Not All Calories Are Created Equal

“Registered dietitian Samantha Cassetty said it may be more important to focus on food quality than calories, as research suggests whole grains may be more beneficial for weight loss than refined grains. Eating fiber-rich foods can promote improved gut health, which is tied to improved well-being and immunity, Cassetty writes.” NBC News (10/6/2018)

By all means, yes- it can certainly be counterintuitive to consume a food HIGHER in calories and think that it is BETTER for you. However, this does happen from time-to-time (not always!). For example, whole grain products are often higher in calories than their refined grain counterparts. So why would we go for whole grain? Whole grains boast a nutrient profile superior to refined grains. They are richer in many micronutrients (vitamins & minerals) + higher in fiber, which helps keep us full + regular (…praise!). Whole grains also have a higher protein content, further contributing to our feelings of satiety. Here we find one of the beautiful benefits of whole grains. Since they effectively satiate us, we are likely to end up ending a smaller total volume as a result. If we initially opt for a refined grain product, don’t feel full after eating it, then continue on to consume several other subsequent foods in a blank attempt to feel full, then we end up consuming far more calories than if we had selected the whole grain product in the first place.

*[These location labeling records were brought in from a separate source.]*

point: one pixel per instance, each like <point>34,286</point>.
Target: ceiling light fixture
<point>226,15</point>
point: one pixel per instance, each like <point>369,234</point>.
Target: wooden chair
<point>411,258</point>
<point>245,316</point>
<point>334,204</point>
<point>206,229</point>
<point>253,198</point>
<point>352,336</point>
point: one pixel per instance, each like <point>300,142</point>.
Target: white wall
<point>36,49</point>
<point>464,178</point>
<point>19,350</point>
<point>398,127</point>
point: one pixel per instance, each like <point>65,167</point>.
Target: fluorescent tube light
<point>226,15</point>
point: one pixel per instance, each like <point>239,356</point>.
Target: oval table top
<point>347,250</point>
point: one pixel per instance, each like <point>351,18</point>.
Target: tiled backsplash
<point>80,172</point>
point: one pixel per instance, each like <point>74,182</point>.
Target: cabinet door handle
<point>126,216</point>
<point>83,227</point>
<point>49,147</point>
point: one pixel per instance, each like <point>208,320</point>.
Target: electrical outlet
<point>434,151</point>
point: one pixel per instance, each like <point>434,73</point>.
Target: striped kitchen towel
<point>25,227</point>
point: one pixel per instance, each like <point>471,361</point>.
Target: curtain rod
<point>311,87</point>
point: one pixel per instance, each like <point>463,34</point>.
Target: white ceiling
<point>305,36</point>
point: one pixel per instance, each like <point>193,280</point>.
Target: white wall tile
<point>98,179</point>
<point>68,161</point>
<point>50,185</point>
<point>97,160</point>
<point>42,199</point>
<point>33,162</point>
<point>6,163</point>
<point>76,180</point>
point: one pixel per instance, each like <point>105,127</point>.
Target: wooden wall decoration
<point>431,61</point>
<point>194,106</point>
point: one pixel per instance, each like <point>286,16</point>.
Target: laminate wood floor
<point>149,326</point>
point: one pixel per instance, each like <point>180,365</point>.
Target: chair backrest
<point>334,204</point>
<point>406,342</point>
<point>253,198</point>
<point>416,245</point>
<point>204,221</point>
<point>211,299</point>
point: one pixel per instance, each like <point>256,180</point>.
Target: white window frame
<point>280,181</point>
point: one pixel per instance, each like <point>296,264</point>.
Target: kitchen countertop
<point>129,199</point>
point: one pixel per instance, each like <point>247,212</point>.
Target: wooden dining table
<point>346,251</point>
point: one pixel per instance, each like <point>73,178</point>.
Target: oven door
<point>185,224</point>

I’ve spoken with many clients who describe an experience of dining out, checking the calorie counts of various menu items, then deciding on one of the lowest-calorie options. While this makes me SUPER proud that they are being mindful of their dietary decisions + looking into the nutrition information of their choices, unfortunately calorie counts do not paint the full picture. For example, a sandwich containing avocado is going to be higher in calories than many others. This is NOT a reason to not order this sandwich! Avocado is rich in healthy fats and offers a slew of health benefits. While it should be consumed in moderation (even healthy fats are still fats and thus relatively high in calories), avocado is a much more nutritious option than many other sandwich toppings that might be lower in calories: i.e. iceberg lettuce (zero nutritional value), bacon (may be lower in calories if a smaller portion), etc.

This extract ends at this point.